Without discounting the importance of Biden’s foreign aid package, allowing our immigration laws to be re-written in the proverbial smoky back room, based on policies championed by Stephen Miller during the Trump administration, will undo all the Biden administration’s good work on immigration.

And there has been significant good work—beginning with a series of executive orders issued within the first 100 days of Biden’s inauguration that set the stage for reviving the refugee admissions program (projected to reach 125,000 admissions in fiscal year 2024), reuniting thousands of families separated during Trump’s zero-tolerance crisis, streamlining processing for benefits and creating new programs to address gaps and delays in services, restarting the Central American Minors Program, and many other positive initiatives.

Allowing our immigration laws to be re-written in the proverbial smoky back room … will undo all the Biden administration’s good work on immigration.

Some initiatives, like offering protection to stateless people and increasing opportunities to seek protection from persecution within Central and South America, are groundbreaking.

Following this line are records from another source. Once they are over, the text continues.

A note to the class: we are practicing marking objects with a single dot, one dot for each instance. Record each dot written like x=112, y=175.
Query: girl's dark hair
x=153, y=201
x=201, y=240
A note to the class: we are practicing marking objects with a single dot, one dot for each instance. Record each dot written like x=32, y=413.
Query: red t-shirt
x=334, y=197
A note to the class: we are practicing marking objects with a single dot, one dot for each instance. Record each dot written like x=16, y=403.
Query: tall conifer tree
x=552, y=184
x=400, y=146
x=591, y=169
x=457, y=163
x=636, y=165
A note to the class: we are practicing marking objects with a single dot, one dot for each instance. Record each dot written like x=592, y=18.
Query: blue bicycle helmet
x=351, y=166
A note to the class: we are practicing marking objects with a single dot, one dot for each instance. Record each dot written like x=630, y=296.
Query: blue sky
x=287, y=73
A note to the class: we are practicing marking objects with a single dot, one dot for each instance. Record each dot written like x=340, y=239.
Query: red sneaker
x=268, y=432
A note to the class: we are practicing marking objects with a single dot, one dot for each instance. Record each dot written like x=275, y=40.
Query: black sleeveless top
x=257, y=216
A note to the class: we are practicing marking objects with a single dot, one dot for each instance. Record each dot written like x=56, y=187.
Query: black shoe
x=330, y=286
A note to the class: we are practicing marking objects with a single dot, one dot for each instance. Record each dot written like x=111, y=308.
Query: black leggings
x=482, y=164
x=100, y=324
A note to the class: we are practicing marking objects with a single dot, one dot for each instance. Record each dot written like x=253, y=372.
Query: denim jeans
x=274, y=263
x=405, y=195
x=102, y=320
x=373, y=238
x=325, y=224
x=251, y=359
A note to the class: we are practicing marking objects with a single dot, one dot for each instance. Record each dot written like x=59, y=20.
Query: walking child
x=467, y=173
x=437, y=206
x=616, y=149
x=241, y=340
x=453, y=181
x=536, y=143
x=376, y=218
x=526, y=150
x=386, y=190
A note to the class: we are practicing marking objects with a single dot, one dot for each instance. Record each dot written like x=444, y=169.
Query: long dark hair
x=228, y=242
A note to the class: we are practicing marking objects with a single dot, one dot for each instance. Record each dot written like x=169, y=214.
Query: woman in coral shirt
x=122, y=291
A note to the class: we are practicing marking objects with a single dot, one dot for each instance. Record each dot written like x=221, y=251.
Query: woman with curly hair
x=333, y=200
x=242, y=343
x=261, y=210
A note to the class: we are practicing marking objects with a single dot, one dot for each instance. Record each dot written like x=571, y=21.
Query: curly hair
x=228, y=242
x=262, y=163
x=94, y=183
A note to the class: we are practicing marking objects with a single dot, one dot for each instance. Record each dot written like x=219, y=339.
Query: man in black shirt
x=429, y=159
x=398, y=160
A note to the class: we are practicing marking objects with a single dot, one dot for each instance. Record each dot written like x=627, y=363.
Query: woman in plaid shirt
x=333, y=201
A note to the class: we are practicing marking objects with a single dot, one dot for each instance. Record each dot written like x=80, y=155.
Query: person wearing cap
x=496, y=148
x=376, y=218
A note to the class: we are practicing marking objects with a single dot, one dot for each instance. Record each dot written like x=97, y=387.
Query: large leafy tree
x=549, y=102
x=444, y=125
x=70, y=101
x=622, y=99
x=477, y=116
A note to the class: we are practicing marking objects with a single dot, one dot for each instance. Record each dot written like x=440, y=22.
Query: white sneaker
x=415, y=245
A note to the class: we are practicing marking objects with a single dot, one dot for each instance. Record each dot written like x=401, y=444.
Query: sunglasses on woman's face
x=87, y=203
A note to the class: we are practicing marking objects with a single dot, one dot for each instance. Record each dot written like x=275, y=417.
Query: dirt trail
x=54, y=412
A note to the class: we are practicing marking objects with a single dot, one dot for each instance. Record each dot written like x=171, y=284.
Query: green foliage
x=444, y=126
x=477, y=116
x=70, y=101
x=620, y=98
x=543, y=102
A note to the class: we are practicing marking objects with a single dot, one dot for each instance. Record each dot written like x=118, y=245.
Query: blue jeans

But the border has always been a stumbling block, made more difficult by rising numbers of migrants, from a wider array of countries, and a shifting demographic in which families and children make up the majority of border crossers, many of whom are seeking asylum. The administration has responded to these challenges by expanding parole options for some countries, such as Venezuela, but also by cracking down on asylum-seekers.

Initially, the government relied on Trump’s Title 42 restrictions to keep the border under control, but as the pandemic receded, the failure to lift those restrictions showed a comfort level with blocking access to the border as much as possible. 

Today, the government relies on CBP One, its online app for scheduling appearances at the border to limit access, threatening to impose harsh penalties on asylum seekers who fail to use CBP One, including denying them asylum outright, regardless of the merits of their case.

Given this trajectory, it may be unsurprising that agreeing to raise the standard for asylum screenings is on the table, but it demonstrates the lack of vision that plagues both the executive branch and Congress, showing a limited understanding of what is really needed to tackle border security. Countless proposals offering a more realistic and holistic approach to creating a vibrant and safe border exist; they have been repeatedly ignored in favor of the quick, but ultimately unsuccessful, fix known as more deterrence measures.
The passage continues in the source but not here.